Unter Strom: So wirkt Elektrotherapie
Behandlungen mit elektrischem Strom erleben in der Rehabilitation eine Renaissance. Sie lindern Beschwerden oder bauen Muskeln auf.
Der Gedanke ist im ersten Moment nicht angenehm: Der Therapeut klebt Elektroden auf die Haut und schickt elektrischen Strom durch den Körper. "Prinzipiell bewegen wir uns bei Elektrotherapie im Bereich von Milliampere", gibt Primar Hermann Moser Entwarnung. Der ärztliche Leiter des Neurologischen Therapiezentrums Gmundnerberg in Altmünster erklärt: "Strom bewirkt im Körper eine Zellaktivierung und steigert die Durchblutung. Damit kann man Nerven stimulieren und gezielt Muskeln aufbauen."
Letzteres kann zum Beispiel hilfreich sein, wenn ein Patient wegen einer Verletzung sein Bein eine gewisse Zeit lang nicht belasten kann. Damit die Muskeln in dieser Phase nicht verkümmern, lassen sie sich künstlich mit Strom "auftrainieren". Diese Möglichkeit nützen auch viele Spitzensportler, um möglichst rasch wieder fit zu sein.

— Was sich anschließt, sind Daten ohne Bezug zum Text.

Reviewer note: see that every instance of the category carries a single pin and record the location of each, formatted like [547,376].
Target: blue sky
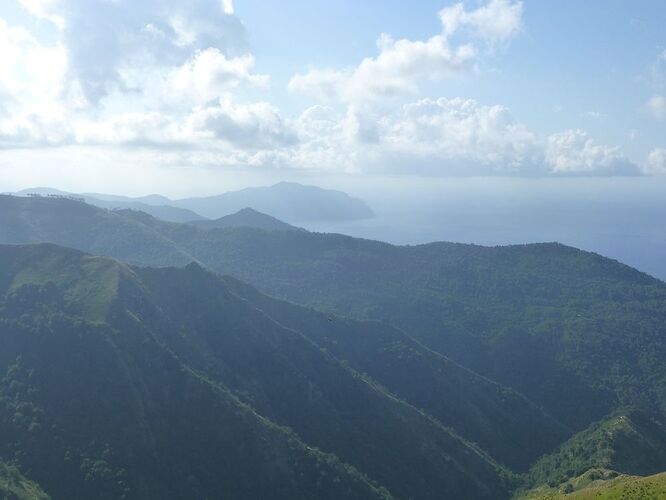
[177,93]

Ein weiteres Anwendungsgebiet sind Bandscheibenvorfälle, bei denen Lähmungen in bestimmten Muskelgruppen auftreten. In diesen Fällen kann die Kasse sogar ein Gerät für daheim genehmigen, um die Behandlung über einen längeren Zeitraum zu gewährleisten. Ob Elektrotherapie auch für Gesichtslähmungen geeignet sind, ist unter Experten umstritten.
Symptome mildern
Häufig ist die Anwendung bei sogenannten Polyneuropathien, bei denen die feinen, kleinen Nerven geschädigt werden. Von dieser Erkrankung sind Diabetiker besonders häufig betroffen. Mit der Elektrotherapie lässt sich die geschwächte Muskulatur kräftigen. Auch Symptome wie Kribbeln, das Gefühl von tausenden Nadelstichen oder Kälte lässt sich mit dieser Methode mildern. "Manchmal wird die Elektrotherapie von Polyneuropathie-Patienten aber auch als unangenehm empfunden und kann Symptome sogar anheizen. Man muss diese Behandlung immer individuell auf den Patienten abstimmen", sagt Moser. Schmerzen im Rücken oder im Nacken können mit elektrischem Strom ebenfalls positiv beeinflusst werden.
Methode mit Geschichte
"Die Elektrotherapie gibt es bereits seit mehr als 100 Jahren. Sie ist keine Wunderwaffe. Trotzdem erlebt sie in der Rehabilitation eine gewisse Renaissance. Man muss sie als ein Mosaiksteinchen unter den Therapien sehen", so der Arzt. Er selbst hat am Gmundnerberg die sogenannte Transkranielle Gleichstromstimulation (tDCS) beforscht. Diese kommt bei Schlaganfall-Patienten zum Einsatz: Elektroden werden vorne und hinten am Kopf angelegt, Gleichstrom mit geringer Stromstärke bewirkt, dass sich vor allem motorische Symptome wie Lähmungen bessern. "Es ist wichtig, so bald wie möglich mit der Therapie zu beginnen", sagt der Neurologe. Die Anwendungen dauern jeweils 15 bis 30 Minuten, sollten zumindest dreimal pro Woche eingeplant werden und über mehrere Wochen erfolgen.
Mix aus Therapien
Bei Einschränkungen des Gesichtsfeldes ergab eine Studie ebenfalls "moderate Erfolge", wie der Experte erklärt. Auch hier gilt: Die Methode sollte unbedingt in Kombination mit anderen Ansätzen wie Physio- oder Ergotherapie genützt werden.